Apraxia of speech, also known as verbal apraxia, is another motor speech disorder. In this disorder, the patient has difficulty with motor planning and sequencing of movements. Although he or she may be able to move the oral structures normally for feeding and other nonspeech activities, difficulty in coordinating movements required for speech is demonstrated. As a result, the speech is characterized by many inconsistent substitutions, frequent sound omissions, sound and syllable reversals, and occasional struggle behaviors during speech production. Speech is best when producing single sounds or words but breaks down when the child is combining the sounds and words to produce the longer utterances of connected speech.
F.
The causes of articulation disorders include structural anomalies, such as a history of cleft palate or velopharyngeal dysfunction. If the velopharyngeal insufficiency causes a significant leak of air pressure into the nasal cavity during speech, inadequate air pressure in the oral cavity may prevent the normal production of sounds. Dental abnormalities, particularly anterior crossbite or class III malocclusion, often can affect speech sound production. For normal speech production, the maxillary arch should overlap the mandibular arch. If the anterior maxillary teeth are retrusive relative to the mandible or are inside the mandibular arch, they can interfere with the movement of the tongue during speech, causing faulty articulation. Hearing loss, especially a sensorineural loss, can affect speech sound perception and learning, thus affecting articulation production. Even chronic otitis media has been shown to affect speech development. Finally, oral/motor dysfunction, as mentioned previously, is a common cause of articulation disorders. Oral/motor dysfunction can be found as a result of neurologic damage, but it is also commonly found in patients with no other apparent neurologic problems.
G.
Contrary to popular belief, ankyloglossia, commonly known as tongue-tie, usually does not interfere with speech production. Whether the lingual frenulum has an anterior attachment on the tongue tip or is unusually short, the tongue tip is usually mobile enough for adequate elevation and protrusion for speech. The tongue only needs to elevate slightly to the alveolar ridge for the /l/ sound, and must protrude only to the back of the maxillary incisors for the /th/ sound. If ankyloglossia is noted in a patient with an articulation disorder, the problem is usually just coincidental. Most speech/language pathologists agree that a frenulectomy is usually not indicated for speech purposes. It may be indicated to improve feeding abilities, however, because the restriction of the tongue affects the ability to move a bolus in the oral cavity, particularly from the lateral sulci.
H.
A phonology disorder is much like an articulation disorder in that the patient demonstrates speech sound substitutions, omissions, and distortions, making the speech difficult to understand. The cause, however, is related not to structural or functional difficulties, but to a faulty “rule” that the child is using in producing speech patterns. For example, the child may always produce the /t/ sound as a substitution for sibilant sounds (s, z, sh, ch, j). Treatment would therefore focus not on the individual sounds but on correcting the rule for all the affected sounds.
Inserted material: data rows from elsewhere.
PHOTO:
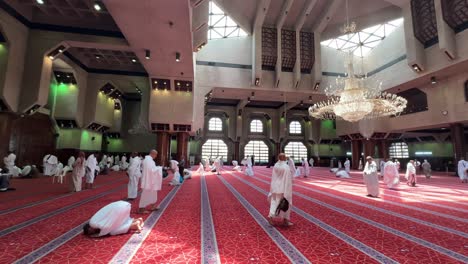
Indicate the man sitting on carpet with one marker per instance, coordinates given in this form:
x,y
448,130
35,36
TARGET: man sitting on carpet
x,y
113,219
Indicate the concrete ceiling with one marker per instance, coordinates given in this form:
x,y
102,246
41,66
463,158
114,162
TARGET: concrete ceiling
x,y
73,13
163,27
243,11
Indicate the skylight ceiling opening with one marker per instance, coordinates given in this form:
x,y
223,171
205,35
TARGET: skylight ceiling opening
x,y
221,25
361,43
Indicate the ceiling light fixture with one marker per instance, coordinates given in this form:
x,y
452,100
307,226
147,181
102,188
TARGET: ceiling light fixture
x,y
97,6
355,96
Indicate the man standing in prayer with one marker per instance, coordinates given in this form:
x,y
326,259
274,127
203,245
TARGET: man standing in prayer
x,y
207,164
134,174
347,165
280,187
78,172
462,170
177,179
236,166
201,170
50,165
371,179
9,162
248,169
411,173
305,165
91,166
391,175
426,166
397,163
151,182
113,219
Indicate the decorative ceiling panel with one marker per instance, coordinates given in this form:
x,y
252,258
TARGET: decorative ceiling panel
x,y
269,48
456,14
424,21
107,59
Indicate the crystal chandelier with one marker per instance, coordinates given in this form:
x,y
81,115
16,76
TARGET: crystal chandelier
x,y
355,96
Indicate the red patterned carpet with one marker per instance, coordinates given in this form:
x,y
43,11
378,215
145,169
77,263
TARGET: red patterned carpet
x,y
221,219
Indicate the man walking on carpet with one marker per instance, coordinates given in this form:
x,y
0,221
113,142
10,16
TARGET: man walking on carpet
x,y
371,179
151,182
280,190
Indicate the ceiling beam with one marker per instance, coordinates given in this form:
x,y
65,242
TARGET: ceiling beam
x,y
284,13
279,25
288,106
399,3
242,20
242,104
262,10
308,6
326,16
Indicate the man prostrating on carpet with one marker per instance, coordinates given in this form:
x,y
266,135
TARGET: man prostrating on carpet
x,y
280,196
151,181
113,219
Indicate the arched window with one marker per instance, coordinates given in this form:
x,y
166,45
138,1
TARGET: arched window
x,y
295,127
215,124
257,148
256,126
214,148
296,150
398,150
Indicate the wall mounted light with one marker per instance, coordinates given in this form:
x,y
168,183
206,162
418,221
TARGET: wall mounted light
x,y
97,6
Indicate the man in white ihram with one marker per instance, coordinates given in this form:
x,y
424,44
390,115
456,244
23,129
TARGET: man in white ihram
x,y
9,162
50,165
347,165
151,182
113,219
280,187
462,170
391,175
134,175
371,179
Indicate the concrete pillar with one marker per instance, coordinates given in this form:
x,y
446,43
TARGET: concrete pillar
x,y
6,124
163,146
382,149
182,146
446,34
369,148
356,150
414,48
458,141
236,151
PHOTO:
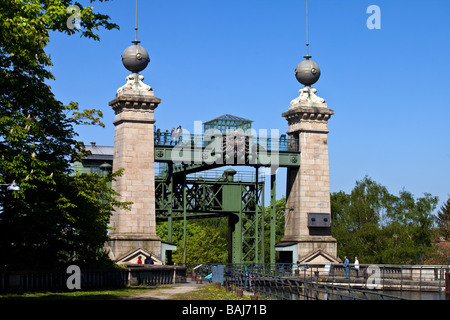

II. Language Delays and Disorders
Verbal language requires the use of words, phrases, and sentences to convey information to the listener. In the course of normal development, various auditory, neurologic, and even environmental factors can affect the ability to acquire language normally, resulting in a language delay or disorder. A language delay is characterized by a normal, although unusually slow, progression of language acquisition. In contrast, a language disorder is characterized by deviant language skills or by language difficulties that are not typically seen during the course of normal development.